Две темные головы склонились над газетным листом, освещенным масляной лампой.

«В конституции Соединенных Штатов не говорится ничего о белых или чернокожих людях; не делается никакого различия по признаку цвета кожи или по общественному положению жителей».

Фредерик проникся любовью и к газете и ее издателю. Теперь он был в состоянии по-настоящему беседовать с Нэйтаном Джонсоном. Нэйтан нашел в нем способного ученика, а матушка Джонсон приняла под свое крыло Анну.

Дни становились прохладней, и люди вокруг стали поговаривать о празднике благодарения.

– Что это? – наморщив лоб, спросила Анна.

Тогда матушка Джонсон рассказала ей об отцах-пилигримах – об их первой тяжелой зиме, о том, как теперь каждый год после сбора урожая жители Новой Англии в память о них устраивают праздник и приносят благодарение за все плоды, которые дает земля.

– Какая чудесная мысль! – задумчиво произнесла Анна. – День благодарения!

«Наши бедняжки молодые в жизни своей не пробовали индейки!»
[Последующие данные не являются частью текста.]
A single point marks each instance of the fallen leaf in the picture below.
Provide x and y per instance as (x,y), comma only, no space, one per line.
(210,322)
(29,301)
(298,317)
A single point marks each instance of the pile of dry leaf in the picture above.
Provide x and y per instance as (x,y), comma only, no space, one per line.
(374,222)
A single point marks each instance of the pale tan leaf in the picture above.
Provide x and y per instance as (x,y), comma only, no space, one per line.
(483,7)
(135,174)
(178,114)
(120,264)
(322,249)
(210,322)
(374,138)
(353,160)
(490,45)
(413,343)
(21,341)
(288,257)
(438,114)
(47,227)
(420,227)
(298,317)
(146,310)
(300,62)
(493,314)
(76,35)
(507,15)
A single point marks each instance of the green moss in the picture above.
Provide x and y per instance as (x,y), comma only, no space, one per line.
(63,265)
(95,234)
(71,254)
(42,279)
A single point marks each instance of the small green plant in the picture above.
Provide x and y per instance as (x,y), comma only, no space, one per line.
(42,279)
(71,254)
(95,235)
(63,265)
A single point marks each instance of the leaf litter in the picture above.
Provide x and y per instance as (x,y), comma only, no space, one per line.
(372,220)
Матушка Джонсон принесла Нэйтану эту трагическую весть и было решено преподнести им индейку.

– Я научу Анну, как ее жарить. – Матушка Джонсон очень привязалась к молодой женщине.

Чета Джонсонов доставила в маленький домик только что убитую птицу еще во всем ее великолепном оперении.

– Надо воды, побольше горячей воды!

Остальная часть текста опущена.